To login to Chronograf, you need to be a member of the GitHub lsst-sqre organization. If you are not, please drop a line on the #com-square LSSTC Slack channel.

See documentation for the EFD Client if you plan to access the data from a notebook.

The Kafka Schema Registry and the Kafka Broker are used to configure the SAL Kafka producers to send data to an EFD instance.

1.1   Summit EFD¶

Instance running at the Summit (Chile).

Intended audience: Commissioning and Science Verification teams.

Data at the Summit EFD is also replicated to the LDF EFD to enable project wide access.

Chronograf: https://chronograf-summit-efd.lsst.codes

InfluxDB HTTP API: https://influxdb-summit-efd.lsst.codes

Kafka Schema Registry: https://schema-registry-summit-efd.lsst.codes

Kafka Broker: kafka-0-summit-efd.lsst.codes:31090

1.2   Base EFD¶

Instance running at the Base facility (Chile).

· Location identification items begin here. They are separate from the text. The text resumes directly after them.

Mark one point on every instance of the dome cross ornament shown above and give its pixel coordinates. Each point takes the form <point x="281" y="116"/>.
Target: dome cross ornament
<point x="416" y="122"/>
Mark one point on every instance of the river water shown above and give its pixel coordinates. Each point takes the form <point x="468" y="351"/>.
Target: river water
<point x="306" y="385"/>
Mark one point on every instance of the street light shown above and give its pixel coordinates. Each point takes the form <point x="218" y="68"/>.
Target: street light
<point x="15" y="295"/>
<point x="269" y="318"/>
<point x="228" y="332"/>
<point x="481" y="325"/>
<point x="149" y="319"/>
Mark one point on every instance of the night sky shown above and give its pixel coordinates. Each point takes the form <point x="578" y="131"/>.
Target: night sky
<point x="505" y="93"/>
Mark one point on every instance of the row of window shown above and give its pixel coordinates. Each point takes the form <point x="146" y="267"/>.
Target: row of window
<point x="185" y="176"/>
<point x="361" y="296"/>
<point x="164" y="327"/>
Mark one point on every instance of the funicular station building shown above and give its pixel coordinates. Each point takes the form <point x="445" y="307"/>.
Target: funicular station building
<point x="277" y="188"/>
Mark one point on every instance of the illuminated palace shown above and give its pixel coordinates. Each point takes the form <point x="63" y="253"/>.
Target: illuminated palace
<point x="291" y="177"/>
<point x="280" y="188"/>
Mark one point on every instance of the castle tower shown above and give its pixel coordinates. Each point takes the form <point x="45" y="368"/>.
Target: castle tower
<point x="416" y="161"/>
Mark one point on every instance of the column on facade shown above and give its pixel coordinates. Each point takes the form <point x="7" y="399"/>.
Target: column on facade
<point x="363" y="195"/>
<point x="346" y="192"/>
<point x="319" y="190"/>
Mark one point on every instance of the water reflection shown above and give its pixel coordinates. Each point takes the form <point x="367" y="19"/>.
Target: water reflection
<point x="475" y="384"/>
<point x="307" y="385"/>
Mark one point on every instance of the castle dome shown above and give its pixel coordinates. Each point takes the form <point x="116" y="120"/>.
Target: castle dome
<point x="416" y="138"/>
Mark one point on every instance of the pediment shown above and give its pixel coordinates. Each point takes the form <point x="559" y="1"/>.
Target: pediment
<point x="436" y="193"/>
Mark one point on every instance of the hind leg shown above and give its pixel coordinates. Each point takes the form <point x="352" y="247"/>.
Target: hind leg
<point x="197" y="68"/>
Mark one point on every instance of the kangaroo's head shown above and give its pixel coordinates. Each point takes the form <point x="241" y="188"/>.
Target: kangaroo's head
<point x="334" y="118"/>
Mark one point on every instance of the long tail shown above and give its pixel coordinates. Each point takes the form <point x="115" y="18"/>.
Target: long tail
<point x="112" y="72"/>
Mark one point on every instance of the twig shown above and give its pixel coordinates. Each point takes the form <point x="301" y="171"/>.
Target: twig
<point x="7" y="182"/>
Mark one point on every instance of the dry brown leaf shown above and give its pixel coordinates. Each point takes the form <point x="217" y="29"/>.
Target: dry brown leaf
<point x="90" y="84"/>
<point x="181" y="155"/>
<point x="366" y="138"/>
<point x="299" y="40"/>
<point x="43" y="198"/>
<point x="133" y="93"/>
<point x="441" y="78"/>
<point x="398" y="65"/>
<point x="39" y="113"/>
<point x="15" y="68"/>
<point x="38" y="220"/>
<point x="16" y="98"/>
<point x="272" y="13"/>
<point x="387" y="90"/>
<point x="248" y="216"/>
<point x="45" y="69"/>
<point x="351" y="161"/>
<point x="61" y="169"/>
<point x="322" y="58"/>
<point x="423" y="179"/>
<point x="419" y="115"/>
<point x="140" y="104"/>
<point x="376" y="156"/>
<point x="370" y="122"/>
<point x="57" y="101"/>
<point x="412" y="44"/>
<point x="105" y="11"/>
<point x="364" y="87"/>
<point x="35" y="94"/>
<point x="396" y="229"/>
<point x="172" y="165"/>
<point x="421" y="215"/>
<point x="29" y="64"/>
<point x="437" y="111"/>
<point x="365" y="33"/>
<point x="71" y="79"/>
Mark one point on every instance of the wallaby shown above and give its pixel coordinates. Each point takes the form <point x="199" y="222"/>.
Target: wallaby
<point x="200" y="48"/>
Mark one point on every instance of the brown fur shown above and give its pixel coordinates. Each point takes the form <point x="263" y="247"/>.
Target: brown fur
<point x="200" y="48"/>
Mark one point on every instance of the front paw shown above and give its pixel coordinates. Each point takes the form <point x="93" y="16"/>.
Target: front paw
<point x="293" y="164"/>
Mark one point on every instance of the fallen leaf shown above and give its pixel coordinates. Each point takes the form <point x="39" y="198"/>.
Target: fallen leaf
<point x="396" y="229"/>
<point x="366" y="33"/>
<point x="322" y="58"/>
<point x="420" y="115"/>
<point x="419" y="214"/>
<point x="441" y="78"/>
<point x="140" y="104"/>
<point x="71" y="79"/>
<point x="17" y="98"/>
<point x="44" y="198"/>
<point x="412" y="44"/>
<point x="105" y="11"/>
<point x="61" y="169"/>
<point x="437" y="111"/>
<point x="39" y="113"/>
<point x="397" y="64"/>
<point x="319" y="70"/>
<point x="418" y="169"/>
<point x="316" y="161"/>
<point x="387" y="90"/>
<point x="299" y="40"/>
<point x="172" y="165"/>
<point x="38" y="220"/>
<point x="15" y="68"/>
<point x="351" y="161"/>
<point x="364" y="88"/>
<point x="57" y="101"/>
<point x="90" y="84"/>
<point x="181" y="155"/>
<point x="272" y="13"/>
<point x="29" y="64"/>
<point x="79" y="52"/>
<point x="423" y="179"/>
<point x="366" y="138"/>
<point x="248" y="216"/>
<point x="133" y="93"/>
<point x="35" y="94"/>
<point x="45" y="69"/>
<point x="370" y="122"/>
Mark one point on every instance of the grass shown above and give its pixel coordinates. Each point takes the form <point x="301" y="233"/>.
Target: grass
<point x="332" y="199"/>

Intended audience: Commissioning and Science Verification teams.

The plan is to have replication from the summit to the base and from the base to LDF working soon.

Chronograf: https://chronograf-base-efd.lsst.codes

InfluxDB HTTP API: https://influxdb-base-efd.lsst.codes

Kafka Schema Registry: https://schema-registry-base-efd.lsst.codes

1.3   LSP Integration EFD¶

Instance running at NCSA on the LSP development cluster.

Note

As of March 20, this instance holds a copy of the Summit EFD data and dashboards and can be used during the shutdown of the Rubin Observatory caused by the COVID-19 outbreak.

Intended audience: Commissioning and Science Verification teams.

InfluxDB HTTP API: https://lsst-influxdb-int-efd.ncsa.illinois.edu

Kafka Schema Registry: https://lsst-schema-registry-int-efd.ncsa.illinois.edu

1.4   LSP Stable EFD¶

Instance running at NCSA on the LSP production cluster.

Intended audience: Everyone in the project.

InfluxDB HTTP API: https://lsst-influxdb-efd.ncsa.illinois.edu

Kafka Schema Registry: https://lsst-schema-registry-efd.ncsa.illinois.edu

1.5   Tucson test stand EFD¶

Standalone instance running at the Tucson test stand.

Intended audience: Telescope and Site Team.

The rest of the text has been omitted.